Andersonville (Camp Sumter) Civil War prison was only in operation for little more than one year, from 1864 into 1865. In just a few of those months, however, it became the largest city in Georgia and the fifth largest city in the Confederate States of America. During that time, it also became America's deadliest prison. Of the almost forty thousand captured Federal soldiers, sailors and civilians who entered its gates, some thirteen thousand died there. Thousands more died as a result of their time in this stockade of legend in deep southwest Georgia. Join historian Robert Davis as he tells the story of this infamous Confederate prison.

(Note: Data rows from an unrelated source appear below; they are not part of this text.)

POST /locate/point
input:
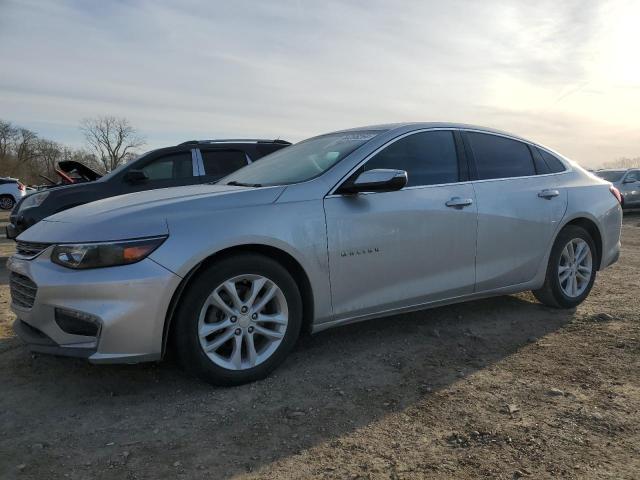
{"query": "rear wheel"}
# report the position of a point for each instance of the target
(238, 320)
(571, 270)
(7, 202)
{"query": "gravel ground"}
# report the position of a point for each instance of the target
(497, 388)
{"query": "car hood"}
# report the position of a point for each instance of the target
(142, 214)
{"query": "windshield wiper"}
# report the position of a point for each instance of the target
(241, 184)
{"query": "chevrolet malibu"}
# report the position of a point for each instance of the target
(342, 227)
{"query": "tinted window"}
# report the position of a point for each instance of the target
(611, 175)
(635, 176)
(552, 162)
(500, 157)
(429, 158)
(176, 165)
(222, 162)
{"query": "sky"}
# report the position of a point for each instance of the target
(562, 73)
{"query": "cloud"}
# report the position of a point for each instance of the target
(292, 69)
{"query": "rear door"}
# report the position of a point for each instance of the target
(389, 250)
(219, 162)
(519, 208)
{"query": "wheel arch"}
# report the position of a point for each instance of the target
(284, 258)
(591, 226)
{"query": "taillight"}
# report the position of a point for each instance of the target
(616, 193)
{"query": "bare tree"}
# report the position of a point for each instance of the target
(25, 146)
(49, 154)
(624, 162)
(112, 138)
(7, 138)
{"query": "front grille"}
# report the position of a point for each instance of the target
(30, 249)
(23, 290)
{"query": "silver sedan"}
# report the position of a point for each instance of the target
(339, 228)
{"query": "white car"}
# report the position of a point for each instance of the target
(11, 190)
(339, 228)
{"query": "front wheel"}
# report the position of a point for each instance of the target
(238, 320)
(571, 270)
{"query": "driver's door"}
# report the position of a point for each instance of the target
(402, 248)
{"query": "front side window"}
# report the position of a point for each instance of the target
(302, 161)
(219, 163)
(168, 167)
(500, 157)
(429, 158)
(610, 175)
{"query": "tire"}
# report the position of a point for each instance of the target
(7, 202)
(208, 306)
(555, 291)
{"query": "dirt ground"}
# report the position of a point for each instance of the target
(498, 388)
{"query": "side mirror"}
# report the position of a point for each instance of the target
(135, 176)
(377, 180)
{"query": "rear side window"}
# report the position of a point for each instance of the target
(500, 157)
(429, 158)
(168, 167)
(552, 162)
(219, 163)
(635, 176)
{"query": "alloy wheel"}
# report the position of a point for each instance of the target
(575, 267)
(243, 321)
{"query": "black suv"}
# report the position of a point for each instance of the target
(189, 163)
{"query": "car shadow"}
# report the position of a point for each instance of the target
(333, 383)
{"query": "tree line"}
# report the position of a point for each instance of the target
(110, 141)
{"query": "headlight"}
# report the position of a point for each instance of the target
(34, 200)
(98, 255)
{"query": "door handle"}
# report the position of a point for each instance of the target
(457, 202)
(548, 194)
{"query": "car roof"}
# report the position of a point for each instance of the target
(276, 141)
(420, 125)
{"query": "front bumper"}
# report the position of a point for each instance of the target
(128, 302)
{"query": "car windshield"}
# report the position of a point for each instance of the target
(302, 161)
(611, 175)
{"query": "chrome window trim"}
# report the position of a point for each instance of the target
(568, 168)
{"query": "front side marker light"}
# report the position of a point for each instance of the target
(108, 254)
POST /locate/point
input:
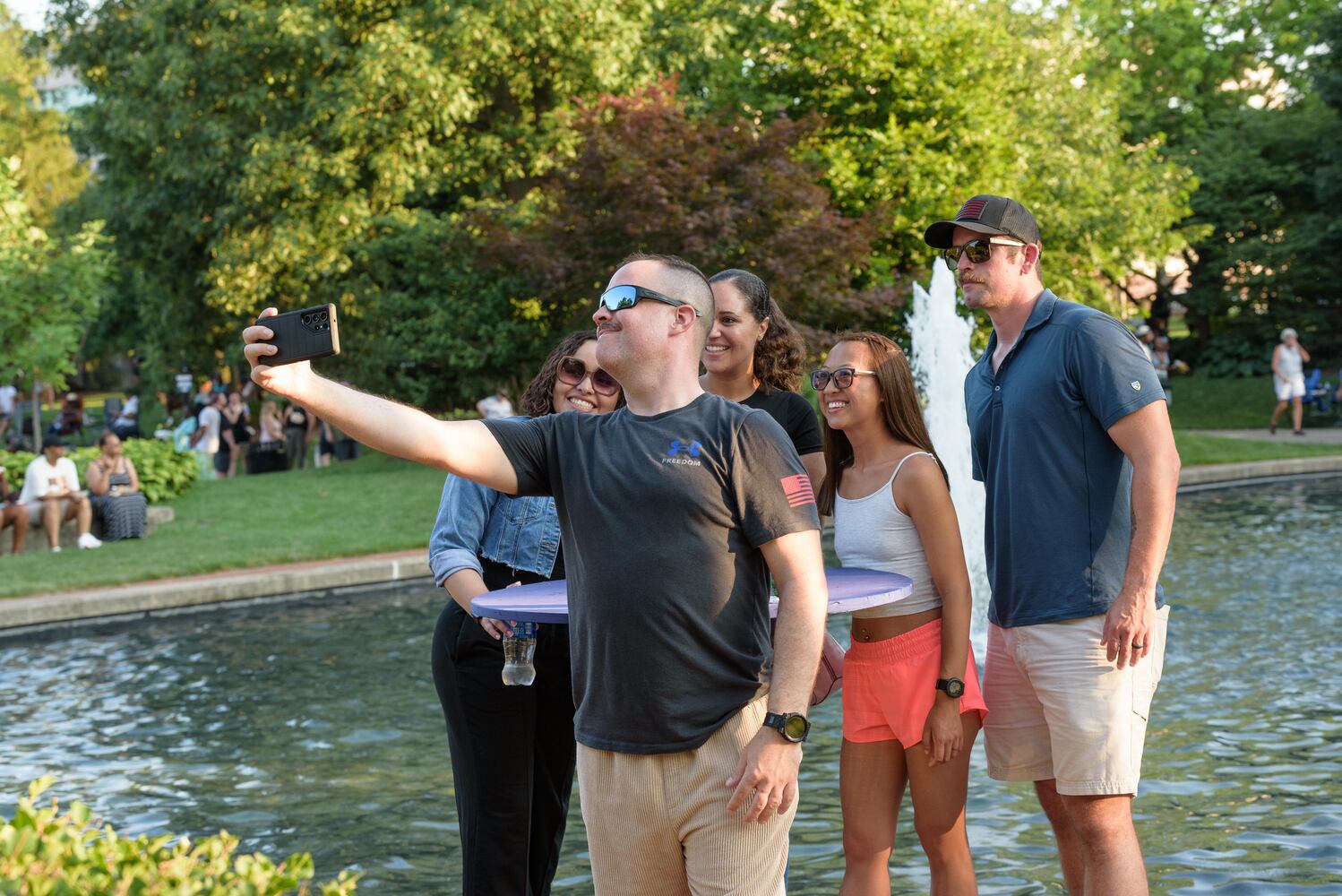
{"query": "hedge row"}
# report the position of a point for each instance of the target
(45, 852)
(164, 474)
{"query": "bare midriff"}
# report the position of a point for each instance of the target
(889, 626)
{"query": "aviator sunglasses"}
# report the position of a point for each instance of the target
(978, 251)
(841, 377)
(625, 297)
(573, 372)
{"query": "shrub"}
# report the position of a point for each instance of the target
(45, 852)
(164, 474)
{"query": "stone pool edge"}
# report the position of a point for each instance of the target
(35, 613)
(38, 612)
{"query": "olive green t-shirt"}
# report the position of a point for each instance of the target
(662, 523)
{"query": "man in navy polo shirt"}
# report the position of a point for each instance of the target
(1072, 442)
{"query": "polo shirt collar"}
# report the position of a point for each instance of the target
(1039, 315)
(1043, 310)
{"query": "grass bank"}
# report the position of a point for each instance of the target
(1196, 448)
(364, 507)
(1201, 402)
(374, 504)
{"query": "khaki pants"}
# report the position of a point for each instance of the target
(659, 826)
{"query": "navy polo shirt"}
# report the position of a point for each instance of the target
(1059, 504)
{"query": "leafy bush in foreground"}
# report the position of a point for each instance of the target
(47, 853)
(164, 474)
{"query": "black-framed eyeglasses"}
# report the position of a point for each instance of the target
(625, 297)
(978, 251)
(841, 377)
(573, 372)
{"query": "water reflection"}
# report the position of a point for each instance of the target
(314, 728)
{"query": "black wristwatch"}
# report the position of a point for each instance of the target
(954, 688)
(792, 726)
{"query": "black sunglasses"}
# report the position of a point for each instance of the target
(572, 372)
(625, 297)
(841, 377)
(978, 251)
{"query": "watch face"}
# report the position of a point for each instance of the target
(795, 728)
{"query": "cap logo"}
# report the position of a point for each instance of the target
(972, 210)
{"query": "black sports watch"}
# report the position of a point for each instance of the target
(954, 688)
(792, 726)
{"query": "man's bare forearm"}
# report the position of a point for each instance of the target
(799, 570)
(1155, 487)
(465, 448)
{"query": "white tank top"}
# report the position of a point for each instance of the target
(873, 533)
(1288, 365)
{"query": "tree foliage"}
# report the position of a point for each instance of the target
(722, 194)
(254, 151)
(51, 288)
(51, 173)
(926, 104)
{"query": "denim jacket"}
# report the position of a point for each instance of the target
(522, 533)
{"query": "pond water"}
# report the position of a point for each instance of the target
(314, 728)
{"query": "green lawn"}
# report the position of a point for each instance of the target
(1202, 402)
(1196, 448)
(372, 504)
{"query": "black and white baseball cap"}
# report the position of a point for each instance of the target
(984, 213)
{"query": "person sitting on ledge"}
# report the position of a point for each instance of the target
(51, 494)
(115, 488)
(13, 514)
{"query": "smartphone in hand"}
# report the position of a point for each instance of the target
(302, 334)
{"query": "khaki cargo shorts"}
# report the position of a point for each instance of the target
(1058, 709)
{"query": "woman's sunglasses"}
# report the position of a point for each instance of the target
(573, 372)
(841, 377)
(978, 251)
(625, 297)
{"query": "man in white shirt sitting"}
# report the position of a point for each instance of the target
(126, 426)
(51, 495)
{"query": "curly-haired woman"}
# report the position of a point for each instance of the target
(512, 749)
(756, 357)
(911, 703)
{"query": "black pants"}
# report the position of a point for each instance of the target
(512, 755)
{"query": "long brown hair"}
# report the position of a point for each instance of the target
(898, 409)
(780, 353)
(538, 399)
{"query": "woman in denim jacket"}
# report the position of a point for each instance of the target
(512, 747)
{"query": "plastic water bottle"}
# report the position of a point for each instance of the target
(520, 655)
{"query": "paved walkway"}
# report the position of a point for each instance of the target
(1312, 436)
(142, 599)
(317, 577)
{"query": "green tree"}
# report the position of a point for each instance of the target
(51, 288)
(926, 104)
(51, 173)
(1271, 181)
(251, 153)
(719, 192)
(1223, 89)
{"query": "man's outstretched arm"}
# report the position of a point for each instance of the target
(463, 447)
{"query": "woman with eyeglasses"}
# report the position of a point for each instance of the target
(756, 357)
(512, 749)
(911, 703)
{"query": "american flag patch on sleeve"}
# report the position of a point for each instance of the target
(797, 490)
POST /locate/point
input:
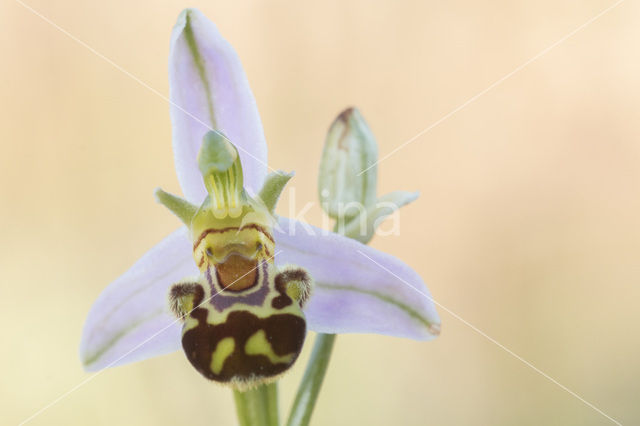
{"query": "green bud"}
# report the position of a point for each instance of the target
(349, 149)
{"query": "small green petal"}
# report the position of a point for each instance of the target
(180, 207)
(273, 187)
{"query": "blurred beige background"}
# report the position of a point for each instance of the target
(528, 224)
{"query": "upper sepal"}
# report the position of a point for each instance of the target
(208, 90)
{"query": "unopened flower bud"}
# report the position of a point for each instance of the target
(347, 181)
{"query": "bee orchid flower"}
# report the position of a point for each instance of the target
(357, 289)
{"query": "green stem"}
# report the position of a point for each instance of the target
(312, 381)
(257, 407)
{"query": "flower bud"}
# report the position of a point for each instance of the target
(347, 181)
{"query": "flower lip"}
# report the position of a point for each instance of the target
(233, 251)
(237, 272)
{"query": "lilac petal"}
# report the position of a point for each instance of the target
(208, 90)
(131, 320)
(357, 289)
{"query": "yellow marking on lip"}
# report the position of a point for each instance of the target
(224, 348)
(258, 344)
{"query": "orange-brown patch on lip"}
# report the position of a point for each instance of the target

The horrors of Andersonville are both factual and folklore. It seemed like Davis was trying to establish fact. He clarified some information, and even brought new stories to light. However, in the end, it felt like the facts were rather muddled. This was not entirely the authors fault though. He acknowledges throughout the book that so much of Andersonville’s history is legend and myth based on less than reliable facts – and he tries to remedy this. He does a very good job showing how difficult it was to establish facts, and he tries to present a full picture of both the legend and the truth.
Over the course of fourteen months, nearly 13,000 Union soldiers died in Andersonville Prison – mostly from disease, starvation, and exposure. The conditions described by survivors were beyond imagination: maggots so plentiful that they cause the ground to appear to be moving, scarce rations, filth, swamp like water sources, rags for clothing, and abuse and crime from fellow soldiers. The conditions were so bleak that some prisoners simply fell dead from lack of desire to live.
It was with this background that I struggled with the tendency to explain away guilt - as if Andersonville was really nobody's fault – or just a series of poor management choices and bad luck. Henry Wirz, the only officer held responsible for war crimes at Andersonville, was made to look like an innocent scapegoat – and Sherman, negligent for marching past . Davis certainly convinced me that Wirz did not have a fair trial and that others should have been held responsible as well, but he painted such a picture of Wirz innocence that it didn’t add up with the other facts presented. I would have loved for him to write an entire book based on the life and trial of Wirz in the context of Andersonville. That seemed to be the real passion of this author – and it was the best section of the book.